- Episode nos.: Season 4 Episodes 296 & 297
- Directed by: R. Amit Kumar Jha
- Written by: Subramanian S. Iyer
- Based on: 2012 Delhi gang rape and murder
- Original air date: 21 September 2013 & 22 September 2013
- Running time: 81 minutes

= A Nation Awakens =

"A Nation Awakens" is the 296th and 297th special two-part episode of the fourth season of the Sony TV television series Crime Patrol (features real crime stories) and 546th and 547th episodes overall. Originally aired in two parts on 21 September and 22 September 2013, the episodes were written by Subramanian S. Iyer and director by R. Amit Kumar Jha. The principal photography of the episodes was held in Mumbai, India and was commenced in the first week of January 2013. The episode was hosted by Anup Soni and Sakshi Tanwar. Heena Parmar played the victim, while Sanjeev Tyagi played the head police inspector.

==Plot==

The two-part episode is about the 16 December 2012 incident, the day when in a moving bus, a 23-year-old physiotherapy intern was brutally raped by six people, including a juvenile. She was travelling with her male friend. The incident is termed as the most heinous crime that one can commit with someone. The episodes were to be aired on 11 and 12 January 2013, but on the day when it had to be premiered, the Information and broadcasting Ministry of India had asked Sony TV not to air those episodes.
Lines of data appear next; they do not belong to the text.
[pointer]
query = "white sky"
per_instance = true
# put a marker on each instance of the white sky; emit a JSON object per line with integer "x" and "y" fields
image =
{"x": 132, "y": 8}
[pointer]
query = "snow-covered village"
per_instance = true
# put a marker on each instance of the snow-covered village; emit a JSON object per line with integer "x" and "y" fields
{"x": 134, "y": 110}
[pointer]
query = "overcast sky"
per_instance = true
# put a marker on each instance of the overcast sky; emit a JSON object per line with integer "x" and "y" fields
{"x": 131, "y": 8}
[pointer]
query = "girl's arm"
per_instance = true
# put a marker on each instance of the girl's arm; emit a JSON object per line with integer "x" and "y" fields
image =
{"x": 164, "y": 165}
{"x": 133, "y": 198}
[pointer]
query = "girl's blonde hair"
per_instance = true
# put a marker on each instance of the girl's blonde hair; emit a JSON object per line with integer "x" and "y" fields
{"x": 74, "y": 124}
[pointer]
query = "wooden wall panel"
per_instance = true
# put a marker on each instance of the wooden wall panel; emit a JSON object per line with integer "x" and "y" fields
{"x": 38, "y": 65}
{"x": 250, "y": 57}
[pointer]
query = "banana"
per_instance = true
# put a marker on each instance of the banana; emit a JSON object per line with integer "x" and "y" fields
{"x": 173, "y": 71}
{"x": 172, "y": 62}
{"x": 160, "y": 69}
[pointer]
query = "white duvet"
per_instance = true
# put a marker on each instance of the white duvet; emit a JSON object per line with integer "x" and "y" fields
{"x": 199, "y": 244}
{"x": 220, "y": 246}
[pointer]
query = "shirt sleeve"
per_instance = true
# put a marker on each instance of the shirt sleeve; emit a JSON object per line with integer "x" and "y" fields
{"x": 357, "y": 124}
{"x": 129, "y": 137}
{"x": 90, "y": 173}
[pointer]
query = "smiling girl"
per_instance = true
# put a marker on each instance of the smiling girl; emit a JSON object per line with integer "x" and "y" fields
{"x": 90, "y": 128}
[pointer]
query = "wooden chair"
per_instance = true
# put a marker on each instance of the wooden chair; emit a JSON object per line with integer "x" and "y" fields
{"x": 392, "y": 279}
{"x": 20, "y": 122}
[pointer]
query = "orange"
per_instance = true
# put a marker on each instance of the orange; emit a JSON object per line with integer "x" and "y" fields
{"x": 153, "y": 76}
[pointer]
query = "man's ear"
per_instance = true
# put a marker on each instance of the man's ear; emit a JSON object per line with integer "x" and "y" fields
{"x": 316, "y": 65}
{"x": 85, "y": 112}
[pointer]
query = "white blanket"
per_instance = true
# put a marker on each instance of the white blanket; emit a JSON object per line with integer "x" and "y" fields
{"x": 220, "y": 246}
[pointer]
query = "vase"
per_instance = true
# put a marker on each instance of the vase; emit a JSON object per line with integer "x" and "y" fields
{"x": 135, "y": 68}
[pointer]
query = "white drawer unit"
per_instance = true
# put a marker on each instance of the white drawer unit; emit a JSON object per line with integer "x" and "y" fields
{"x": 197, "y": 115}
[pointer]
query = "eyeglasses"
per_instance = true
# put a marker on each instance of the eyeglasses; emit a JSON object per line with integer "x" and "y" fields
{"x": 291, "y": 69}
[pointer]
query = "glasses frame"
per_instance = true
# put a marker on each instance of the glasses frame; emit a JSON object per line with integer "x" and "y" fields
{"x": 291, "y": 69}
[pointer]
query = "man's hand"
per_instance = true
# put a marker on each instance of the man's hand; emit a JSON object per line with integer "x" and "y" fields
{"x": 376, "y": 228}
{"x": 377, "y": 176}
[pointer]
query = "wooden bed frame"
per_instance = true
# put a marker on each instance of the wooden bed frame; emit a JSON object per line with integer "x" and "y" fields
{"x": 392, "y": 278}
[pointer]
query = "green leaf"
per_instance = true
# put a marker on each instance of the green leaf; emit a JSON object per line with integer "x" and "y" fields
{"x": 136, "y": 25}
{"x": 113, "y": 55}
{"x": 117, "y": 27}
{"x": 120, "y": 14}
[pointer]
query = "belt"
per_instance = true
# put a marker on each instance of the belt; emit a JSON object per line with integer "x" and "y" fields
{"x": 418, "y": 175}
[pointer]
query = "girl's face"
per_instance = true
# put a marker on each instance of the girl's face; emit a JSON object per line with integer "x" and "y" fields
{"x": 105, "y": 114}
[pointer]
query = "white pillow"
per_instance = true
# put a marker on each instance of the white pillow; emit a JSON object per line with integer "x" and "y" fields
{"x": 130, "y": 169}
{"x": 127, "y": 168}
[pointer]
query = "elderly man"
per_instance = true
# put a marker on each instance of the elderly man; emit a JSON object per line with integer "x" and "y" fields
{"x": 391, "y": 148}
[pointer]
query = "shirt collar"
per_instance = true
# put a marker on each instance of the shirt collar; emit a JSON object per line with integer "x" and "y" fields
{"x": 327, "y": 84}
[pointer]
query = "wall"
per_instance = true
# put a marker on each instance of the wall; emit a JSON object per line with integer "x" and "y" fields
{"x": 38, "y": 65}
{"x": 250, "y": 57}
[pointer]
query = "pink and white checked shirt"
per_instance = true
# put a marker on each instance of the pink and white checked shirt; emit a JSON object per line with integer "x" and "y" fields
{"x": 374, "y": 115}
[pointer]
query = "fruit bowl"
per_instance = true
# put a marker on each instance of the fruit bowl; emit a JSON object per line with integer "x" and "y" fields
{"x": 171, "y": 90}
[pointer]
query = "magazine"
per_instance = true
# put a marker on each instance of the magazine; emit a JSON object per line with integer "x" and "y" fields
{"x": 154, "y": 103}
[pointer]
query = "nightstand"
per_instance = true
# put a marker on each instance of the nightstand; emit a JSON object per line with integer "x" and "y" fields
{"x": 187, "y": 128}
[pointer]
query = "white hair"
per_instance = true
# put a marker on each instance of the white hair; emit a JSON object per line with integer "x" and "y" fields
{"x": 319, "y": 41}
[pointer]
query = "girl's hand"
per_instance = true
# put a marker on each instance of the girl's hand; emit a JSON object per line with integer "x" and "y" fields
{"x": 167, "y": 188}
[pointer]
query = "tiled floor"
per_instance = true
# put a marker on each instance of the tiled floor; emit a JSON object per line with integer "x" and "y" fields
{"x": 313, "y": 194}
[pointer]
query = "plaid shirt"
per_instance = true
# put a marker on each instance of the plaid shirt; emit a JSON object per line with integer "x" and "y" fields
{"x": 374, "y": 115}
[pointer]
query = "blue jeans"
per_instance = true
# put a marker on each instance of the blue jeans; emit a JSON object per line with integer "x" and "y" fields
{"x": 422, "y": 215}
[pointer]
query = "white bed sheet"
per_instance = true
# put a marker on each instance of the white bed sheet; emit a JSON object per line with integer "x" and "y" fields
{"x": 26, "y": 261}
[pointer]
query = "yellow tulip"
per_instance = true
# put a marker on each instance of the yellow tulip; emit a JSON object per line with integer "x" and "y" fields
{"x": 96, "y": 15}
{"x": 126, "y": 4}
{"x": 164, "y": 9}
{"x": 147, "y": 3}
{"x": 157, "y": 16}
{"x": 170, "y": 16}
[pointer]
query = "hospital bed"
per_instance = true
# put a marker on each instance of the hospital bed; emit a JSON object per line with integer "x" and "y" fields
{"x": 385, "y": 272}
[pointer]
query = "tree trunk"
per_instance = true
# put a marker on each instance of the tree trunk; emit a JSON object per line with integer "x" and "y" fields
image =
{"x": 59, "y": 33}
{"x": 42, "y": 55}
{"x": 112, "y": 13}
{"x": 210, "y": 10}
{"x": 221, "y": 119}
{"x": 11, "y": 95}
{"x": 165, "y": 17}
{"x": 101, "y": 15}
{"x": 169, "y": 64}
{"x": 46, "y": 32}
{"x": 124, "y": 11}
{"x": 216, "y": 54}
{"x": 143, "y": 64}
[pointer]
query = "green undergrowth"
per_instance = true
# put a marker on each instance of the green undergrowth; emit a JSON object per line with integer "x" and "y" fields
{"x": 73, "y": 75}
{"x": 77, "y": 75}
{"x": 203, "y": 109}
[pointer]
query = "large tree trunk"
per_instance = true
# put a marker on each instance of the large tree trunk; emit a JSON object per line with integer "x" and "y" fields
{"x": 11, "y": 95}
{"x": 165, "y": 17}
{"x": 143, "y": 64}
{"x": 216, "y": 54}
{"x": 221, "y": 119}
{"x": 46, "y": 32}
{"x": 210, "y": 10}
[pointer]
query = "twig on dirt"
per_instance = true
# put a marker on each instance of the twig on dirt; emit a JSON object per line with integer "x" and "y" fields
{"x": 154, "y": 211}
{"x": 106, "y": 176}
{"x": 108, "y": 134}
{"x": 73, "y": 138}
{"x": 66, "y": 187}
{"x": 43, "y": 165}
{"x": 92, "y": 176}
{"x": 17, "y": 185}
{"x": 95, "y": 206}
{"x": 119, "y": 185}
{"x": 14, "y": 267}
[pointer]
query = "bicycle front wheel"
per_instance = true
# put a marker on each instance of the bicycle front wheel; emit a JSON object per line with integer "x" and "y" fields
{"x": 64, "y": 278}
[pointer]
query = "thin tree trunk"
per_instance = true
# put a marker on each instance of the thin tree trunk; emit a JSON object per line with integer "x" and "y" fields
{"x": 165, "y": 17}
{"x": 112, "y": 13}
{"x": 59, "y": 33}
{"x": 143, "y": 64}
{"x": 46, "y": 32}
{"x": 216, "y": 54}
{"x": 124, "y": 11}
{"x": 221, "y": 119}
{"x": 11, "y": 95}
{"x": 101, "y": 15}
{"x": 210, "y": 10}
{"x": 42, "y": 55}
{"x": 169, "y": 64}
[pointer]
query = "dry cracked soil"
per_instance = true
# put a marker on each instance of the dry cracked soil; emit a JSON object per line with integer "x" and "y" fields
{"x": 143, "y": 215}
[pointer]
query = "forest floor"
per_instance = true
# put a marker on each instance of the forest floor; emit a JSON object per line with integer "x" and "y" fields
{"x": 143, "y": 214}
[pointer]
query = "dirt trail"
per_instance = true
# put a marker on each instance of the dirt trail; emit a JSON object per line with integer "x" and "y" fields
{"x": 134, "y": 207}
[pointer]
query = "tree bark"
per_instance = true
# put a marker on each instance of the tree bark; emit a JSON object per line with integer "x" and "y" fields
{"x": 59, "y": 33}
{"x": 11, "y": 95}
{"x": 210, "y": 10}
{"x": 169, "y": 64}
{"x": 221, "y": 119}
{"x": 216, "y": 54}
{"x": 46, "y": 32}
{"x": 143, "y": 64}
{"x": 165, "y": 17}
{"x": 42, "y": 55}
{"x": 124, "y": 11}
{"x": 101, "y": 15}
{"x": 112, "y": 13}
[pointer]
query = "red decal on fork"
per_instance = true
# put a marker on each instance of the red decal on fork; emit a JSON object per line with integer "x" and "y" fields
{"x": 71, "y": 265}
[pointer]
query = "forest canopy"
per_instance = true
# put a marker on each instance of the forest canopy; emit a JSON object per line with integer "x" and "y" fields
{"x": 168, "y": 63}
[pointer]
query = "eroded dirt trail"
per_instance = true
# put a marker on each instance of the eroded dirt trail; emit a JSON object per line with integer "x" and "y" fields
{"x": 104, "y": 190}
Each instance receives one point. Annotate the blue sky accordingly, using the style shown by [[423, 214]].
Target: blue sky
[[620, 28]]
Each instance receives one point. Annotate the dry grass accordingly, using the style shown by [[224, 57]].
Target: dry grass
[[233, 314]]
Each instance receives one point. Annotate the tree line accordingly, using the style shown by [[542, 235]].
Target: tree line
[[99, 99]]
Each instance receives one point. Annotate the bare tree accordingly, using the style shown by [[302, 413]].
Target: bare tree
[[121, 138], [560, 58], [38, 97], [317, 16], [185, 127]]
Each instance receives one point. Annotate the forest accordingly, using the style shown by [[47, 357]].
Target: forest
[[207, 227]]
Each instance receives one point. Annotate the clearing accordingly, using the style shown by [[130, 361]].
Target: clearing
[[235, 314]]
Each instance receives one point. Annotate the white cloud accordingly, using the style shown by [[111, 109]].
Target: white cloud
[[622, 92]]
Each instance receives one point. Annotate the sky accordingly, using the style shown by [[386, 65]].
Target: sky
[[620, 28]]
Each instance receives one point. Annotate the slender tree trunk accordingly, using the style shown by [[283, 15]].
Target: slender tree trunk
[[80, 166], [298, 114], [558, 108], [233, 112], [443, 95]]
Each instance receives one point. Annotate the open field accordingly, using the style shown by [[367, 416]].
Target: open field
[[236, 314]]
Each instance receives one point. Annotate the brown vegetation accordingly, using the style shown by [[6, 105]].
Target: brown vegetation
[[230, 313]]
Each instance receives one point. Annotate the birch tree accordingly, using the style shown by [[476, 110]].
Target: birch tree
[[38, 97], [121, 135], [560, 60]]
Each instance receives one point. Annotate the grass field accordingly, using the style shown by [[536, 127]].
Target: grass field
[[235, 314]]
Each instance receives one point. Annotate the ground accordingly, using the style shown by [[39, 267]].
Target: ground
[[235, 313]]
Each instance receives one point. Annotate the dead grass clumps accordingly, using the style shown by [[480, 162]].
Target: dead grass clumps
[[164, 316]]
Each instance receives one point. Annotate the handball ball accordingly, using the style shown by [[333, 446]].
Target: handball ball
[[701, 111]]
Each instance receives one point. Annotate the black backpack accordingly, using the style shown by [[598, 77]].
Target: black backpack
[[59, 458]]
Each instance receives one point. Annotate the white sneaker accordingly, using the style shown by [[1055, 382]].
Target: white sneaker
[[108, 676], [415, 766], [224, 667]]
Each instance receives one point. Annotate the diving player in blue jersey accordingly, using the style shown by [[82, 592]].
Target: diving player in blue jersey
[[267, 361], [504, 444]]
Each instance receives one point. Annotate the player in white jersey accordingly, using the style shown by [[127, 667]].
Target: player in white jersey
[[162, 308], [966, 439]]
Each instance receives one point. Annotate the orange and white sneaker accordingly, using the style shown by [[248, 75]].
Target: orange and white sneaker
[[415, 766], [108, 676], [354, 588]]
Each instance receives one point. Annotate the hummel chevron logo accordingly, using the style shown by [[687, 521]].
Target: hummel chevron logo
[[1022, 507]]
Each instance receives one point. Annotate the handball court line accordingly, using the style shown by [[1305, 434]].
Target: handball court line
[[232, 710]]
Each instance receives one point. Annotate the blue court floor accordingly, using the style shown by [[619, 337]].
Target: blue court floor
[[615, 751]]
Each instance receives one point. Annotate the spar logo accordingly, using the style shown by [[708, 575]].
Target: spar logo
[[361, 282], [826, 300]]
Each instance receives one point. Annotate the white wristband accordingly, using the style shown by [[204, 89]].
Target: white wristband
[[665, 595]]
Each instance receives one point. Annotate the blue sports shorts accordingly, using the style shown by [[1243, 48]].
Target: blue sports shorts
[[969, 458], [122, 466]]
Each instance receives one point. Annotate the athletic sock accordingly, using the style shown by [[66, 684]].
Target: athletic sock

On 10 September 2013, the channel got the green signal from the Information and broadcasting Ministry of India to telecast the two-part episode on the show, and then the channel subsequently aired the promos of the episode from the same date. The episode was then telecast in two parts on 21 September and 22 September 2013.
==Cast==
- Anup Soni as Host
- Sakshi Tanwar as Host
- Heena Parmar as Suhasi, the victim
- Sanjeev Tyagi as Police Inspector

==Reception==
===Critical response===
After telecasting the special two-part episode on the respective channel, the episodes had made Crime Patrol the number one show on 21 and 22 September 2013 on Indian television. Sneha Rajani, executive vice president and business head of Sony TV, told IANS, "We had a total of 10.4 million TVTs (Television Viewership in Thousands)." The channel had decided to repeat the episode.